Patricia later received leave to remain and was able to leave Mosney.

She is now working in health care and making a life for her family.

“I don't like to look back on life in Nigeria or my time in direct provision.

“I am just glad to have the life I have here. I am happy here. In general the Irish are friendly and are good neighbours.”

“I made Irish friends going to the Church of Ireland in Julianstown, when I was in Mosney and I have made Irish friends at work.

“I find Ireland quiet and welcoming, and I feel safe.”

Another former asylum seeker who works in health care is Taluwanimi who came to Ireland more recently - in 2021.

Taluwanimi grew up in an orphanage in Nigeria and back in 2003, when she was 15, fighting broke out in the community where she lived,

“There had been some kidnappings and we all just fled from the area.
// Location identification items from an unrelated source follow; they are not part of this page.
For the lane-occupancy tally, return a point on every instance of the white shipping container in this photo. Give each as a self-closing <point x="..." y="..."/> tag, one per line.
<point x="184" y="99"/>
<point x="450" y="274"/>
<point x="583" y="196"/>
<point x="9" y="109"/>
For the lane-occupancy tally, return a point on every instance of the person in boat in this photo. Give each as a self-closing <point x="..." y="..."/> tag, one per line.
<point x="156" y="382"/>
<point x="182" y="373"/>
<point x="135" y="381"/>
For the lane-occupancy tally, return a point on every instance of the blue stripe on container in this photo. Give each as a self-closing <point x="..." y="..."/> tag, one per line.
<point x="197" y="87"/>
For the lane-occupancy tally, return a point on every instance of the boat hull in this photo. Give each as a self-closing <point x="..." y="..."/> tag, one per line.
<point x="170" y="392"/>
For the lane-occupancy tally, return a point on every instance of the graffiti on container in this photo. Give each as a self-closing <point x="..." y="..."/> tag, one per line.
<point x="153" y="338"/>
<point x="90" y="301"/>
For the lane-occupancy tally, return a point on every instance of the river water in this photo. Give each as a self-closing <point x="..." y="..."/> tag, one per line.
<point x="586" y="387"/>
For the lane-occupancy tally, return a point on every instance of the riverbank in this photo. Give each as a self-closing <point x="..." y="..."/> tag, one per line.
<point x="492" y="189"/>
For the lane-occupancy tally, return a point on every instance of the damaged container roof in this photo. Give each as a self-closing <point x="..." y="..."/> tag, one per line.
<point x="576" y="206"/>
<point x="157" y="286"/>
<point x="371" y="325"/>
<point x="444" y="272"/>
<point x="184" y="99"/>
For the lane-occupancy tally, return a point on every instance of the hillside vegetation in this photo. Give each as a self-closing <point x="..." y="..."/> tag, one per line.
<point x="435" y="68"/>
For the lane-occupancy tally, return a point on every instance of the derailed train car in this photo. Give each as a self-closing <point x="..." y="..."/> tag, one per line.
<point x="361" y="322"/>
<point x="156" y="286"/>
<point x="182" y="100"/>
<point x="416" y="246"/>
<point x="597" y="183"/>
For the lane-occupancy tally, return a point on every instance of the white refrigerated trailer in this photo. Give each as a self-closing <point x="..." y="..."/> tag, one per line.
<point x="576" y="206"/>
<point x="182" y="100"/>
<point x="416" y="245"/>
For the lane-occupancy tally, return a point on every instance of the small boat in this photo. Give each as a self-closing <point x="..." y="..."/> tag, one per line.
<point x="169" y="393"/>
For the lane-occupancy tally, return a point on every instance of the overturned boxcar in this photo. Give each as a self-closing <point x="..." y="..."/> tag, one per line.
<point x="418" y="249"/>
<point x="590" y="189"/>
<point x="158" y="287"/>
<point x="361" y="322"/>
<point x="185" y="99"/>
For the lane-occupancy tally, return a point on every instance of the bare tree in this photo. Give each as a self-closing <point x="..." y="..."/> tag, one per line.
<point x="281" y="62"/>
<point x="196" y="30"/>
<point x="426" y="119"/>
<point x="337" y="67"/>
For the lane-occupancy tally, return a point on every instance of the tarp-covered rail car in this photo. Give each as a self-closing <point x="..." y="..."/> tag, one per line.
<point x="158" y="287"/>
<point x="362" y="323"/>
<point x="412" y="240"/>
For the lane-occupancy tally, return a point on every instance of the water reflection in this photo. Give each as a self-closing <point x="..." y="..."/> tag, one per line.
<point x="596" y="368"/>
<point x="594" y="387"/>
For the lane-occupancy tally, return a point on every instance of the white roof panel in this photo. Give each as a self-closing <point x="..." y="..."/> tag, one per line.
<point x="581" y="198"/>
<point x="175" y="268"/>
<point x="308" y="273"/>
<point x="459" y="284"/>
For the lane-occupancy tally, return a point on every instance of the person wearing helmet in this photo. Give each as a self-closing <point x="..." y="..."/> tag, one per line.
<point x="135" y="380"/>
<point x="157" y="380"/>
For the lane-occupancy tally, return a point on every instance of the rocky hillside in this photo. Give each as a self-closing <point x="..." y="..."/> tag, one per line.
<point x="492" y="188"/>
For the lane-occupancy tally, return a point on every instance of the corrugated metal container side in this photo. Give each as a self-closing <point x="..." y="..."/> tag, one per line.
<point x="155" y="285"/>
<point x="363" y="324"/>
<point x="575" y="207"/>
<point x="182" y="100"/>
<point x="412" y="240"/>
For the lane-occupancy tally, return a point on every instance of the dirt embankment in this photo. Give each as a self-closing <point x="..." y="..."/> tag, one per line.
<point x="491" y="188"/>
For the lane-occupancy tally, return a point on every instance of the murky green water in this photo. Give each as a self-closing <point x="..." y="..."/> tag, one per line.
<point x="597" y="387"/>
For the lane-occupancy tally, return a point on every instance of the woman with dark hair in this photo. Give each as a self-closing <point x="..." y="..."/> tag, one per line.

I survived for several months sleeping under the bridge in Lagos.”

Fifteen year old Taluwanimi found herself molested by an attacker. “I escaped and ran to the church where the pastor said he would help me.”

The pastor knew a man who had a house in the city of Abuza but worked away from home a lot. The man agreed to allow Taluwanimi to stay.

It turned out to be a disastrous move, as the teenager now found herself a prisoner in the man's house.

“I wasn't able to leave the house. He made me sleep with him. I couldn't leave. There was a phone for incoming calls but I couldn't ring out. I got pregnant but lost the baby.”

Taluwanimi began to fear he was involved in dangerous illegal activity, but she couldn't escape.

After eight years in that living nightmare, she escaped.

“I wanted to die, but I pretended everything was perfect. One evening he was drunk and forgot to hide his keys, I got out and made by way to the home of the pastor.

“I told him what had happened and he didn't believe me at first, but eventually realised I was telling the truth.”

The pastor and his wife took her in, but the man she had been living with threatened the pastors family.

“They got me a passport and paid for my passage on a ship leaving from the port in Lagos. The ship made a number of stopovers before arriving in Ireland. “There were several of us. We were kept below deck. It was really frightening.”

When she arrived in Ireland she was accommodated in a Dublin hotel initially and then in direct provision in Moate, and as soon as she was permitted she started working.

She is now out of direct provision, works in health care and is studying.

“I am glad to be in Ireland. I enjoy my job, I always dreamt of going to school and I finally feel really safe.”